There are three main refinement criteria. The first two concern refinement of the density grids: Refinement based on the absolute value of \f$\mathbf{E}\f$ and refinement based on the curvature of densities (both charge density and particle density). The grids used by the [FISHPACK][9] solver use their own refinement scheme where the decision to refine is made if the difference between the solution on a grid and the solution on a finer grid exceeds a threshold. The [FISHPACK][9] solver is used for both the Poisson equation that determines the electric potential of the system and the Helmholtz equations for the photoionization reactions.
\subsection sect_size_refinement Size of the refined areas of the density grids
All CDR (Convection-Diffusion-Reaction, CDR is the shorthand term for the density part of the code) refinement criteria are on a per-point basis, which means that the question whether to refine or not is initially answered for every grid cell. This is inconvenient for several reasons, primarily due to the computational cost of such a scheme. The regions containing the streamer head will almost always need to be refined, it is not necessary to evaluate this point-by-point in these regions.
To ease this problem, a minimal refinement area is defined by two parameters:\n
\c cdr\_brick\_dr and \c cdr\_brick\_dz, see e.g., file default.cfg . The refinement module divides the grid it receives (this can be the coarsest grid covering the entire domain or a refined grid covering only part of the domain, the code and grid structure are recursive) into "bricks" of these dimensions and searches each brick for cells that match the refinement criteria. Once such a cell is found, the entire brick containing that cell is refined.

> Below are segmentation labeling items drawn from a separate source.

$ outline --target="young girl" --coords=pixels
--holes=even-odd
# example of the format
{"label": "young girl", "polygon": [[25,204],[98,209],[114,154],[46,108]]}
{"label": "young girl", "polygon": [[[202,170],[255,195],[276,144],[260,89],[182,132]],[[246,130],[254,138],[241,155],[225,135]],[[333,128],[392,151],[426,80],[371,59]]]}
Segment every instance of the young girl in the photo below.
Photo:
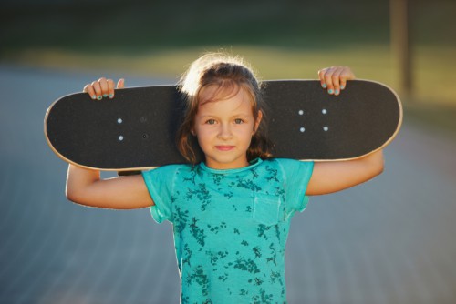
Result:
{"label": "young girl", "polygon": [[[355,76],[318,72],[338,95]],[[180,83],[187,109],[178,136],[189,164],[101,180],[69,165],[67,198],[78,204],[150,208],[173,224],[182,303],[285,303],[285,248],[290,220],[308,196],[339,191],[381,173],[382,152],[341,162],[273,158],[264,135],[260,84],[239,58],[205,55]],[[123,87],[123,80],[118,87]],[[112,80],[86,86],[93,99],[114,97]],[[280,102],[280,100],[277,100]],[[195,163],[195,137],[204,161]]]}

For the [FISHPACK][9] module, a different approach is used. The refinement routine scans its input grid, starting at the top (\f$z = z_{min}\f$), going down per "line" (a set of cells with equal \f$z\f$d-coordinate). Once it finds a line with points that meet the refinement criterion it searches for the first line that does not contain any points that meet the criterion. It then refines the smallest rectangular area that contains all the points that meet the criterion. This process is repeated until the bottom (\f$z = z_{max}\f$) of the grid is reached.

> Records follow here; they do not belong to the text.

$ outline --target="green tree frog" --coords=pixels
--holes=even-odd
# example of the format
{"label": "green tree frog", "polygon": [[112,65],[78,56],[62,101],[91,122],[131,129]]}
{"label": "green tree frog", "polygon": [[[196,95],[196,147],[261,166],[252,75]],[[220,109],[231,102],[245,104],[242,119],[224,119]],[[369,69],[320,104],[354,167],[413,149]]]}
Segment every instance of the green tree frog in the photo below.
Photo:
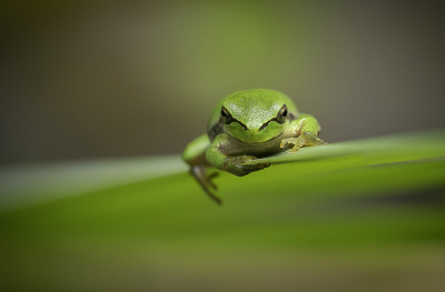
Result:
{"label": "green tree frog", "polygon": [[221,200],[210,188],[216,173],[207,174],[214,167],[231,174],[244,177],[268,168],[269,163],[244,164],[244,162],[268,157],[301,147],[325,144],[317,134],[320,125],[306,113],[299,113],[294,102],[284,93],[253,89],[235,92],[222,99],[215,108],[207,125],[207,134],[191,141],[182,153],[190,172],[204,191],[216,203]]}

\par Figure 2. The nested structure of refined density grids
In Figure 2.,
the black squares represent grid cells at the coarsest level (level 0),
the dark gray cells are the first refined sublevel (level 1). Two rectangular
grids are included at this level, their shared border is indicated by the
red line.
The light gray cells show grids at a further refined level (level 2).
\par Figure 3. The nested structure of refined Poisson grids
The black grid, as shown in Figure 3. is the coarsest level, the dark gray cells are the first
refined sublevel, the light gray cells show grids at a further refined level.
Each grid has at most one subgrid.
The tree of grids for the density equations may contain refined grids that are adjacent to each other. A schematic showing the nested structure of refined density grids is shown in [Figure 2.](#refinement_cdr). The red line in this figure indicates the shared border between two subgrids. For the Poisson-grids, such a structure is not possible and a grid can have at most one refined child-grid as depicted in [Figure 3.](#refinement_poisson).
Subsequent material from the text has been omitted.